インターネット(以下、ネット)が普及したことによって、私たちの生活は便利になった。ただ、ネットが社会にもたらす変革はそれだけなのだろうか。ソーシャルメディアを駆使するジャーナリスト津田大介氏と、20代にして華々しく論壇にデビューした古市憲寿氏。田原氏が注目する若手論客2人に、ネット時代の企業論や働き方について語ってもらった。

緩やかにしか変化しない日本

津田大介氏

【田原】ネット時代、新聞、雑誌などの紙媒体はどうなる?

【津田】ストックの情報なのか、フローの情報なのかで変わると思います。本は1つのテーマでまとめられていて保存性もいい。そういうストックな情報は紙で残るけど、1回読んで終わりのフローな情報は電子のほうが便利です。だから新聞や雑誌は厳しいと思う。

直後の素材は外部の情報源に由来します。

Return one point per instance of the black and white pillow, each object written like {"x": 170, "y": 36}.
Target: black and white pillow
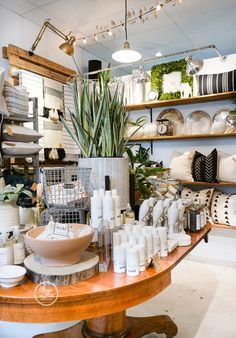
{"x": 223, "y": 208}
{"x": 16, "y": 98}
{"x": 204, "y": 167}
{"x": 216, "y": 83}
{"x": 203, "y": 196}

【田原】そのわりに新聞は電子化があまり進んでないように見える。

【津田】日本は既存のものを守ろうとするので、ラディカルには変わらない。たとえばアメリカにおいて、CDの販売は、ずっと販売店経由でした。でも、デジタルの時代になって一気にCDが消えて、音楽をネット経由のデータで買うようになった。一方、日本はCDの流通の仕組みを守りながらデジタル時代に対応しようとする。だから、CDの売り上げは落ちているものの、減り方が緩やかで、ここ数年、アメリカを抜いてCDの売り上げが世界1位になっちゃった。おそらく新聞も同じです。宅配する販売店を守りながらやろうとしているので、緩やかにしか電子化していかないと思います。

【古市】僕も日本がドラスティックに変わるとは思わないですね。先ほどヤフーポイントが円の代わりになるという話が出ましたが、ネットの普及によって国民国家の役割が相対的に弱くなっていくという話だと思うんです。ただ、そうはいうものの、僕たちの生活が激変するとは思えません。国民国家は明治から始まりましたが、その前からお伊勢参りと参勤交代のために道路が張り巡らされていて、人々は全国を自由に行き来していた。江戸時代と明治時代で、人々の生活にそこまで変化はなかったという研究者もいます。そう考えると、ネット時代になり国民国家が弱くなっても、ビジネスも含めて極端に変わらないんじゃないかと。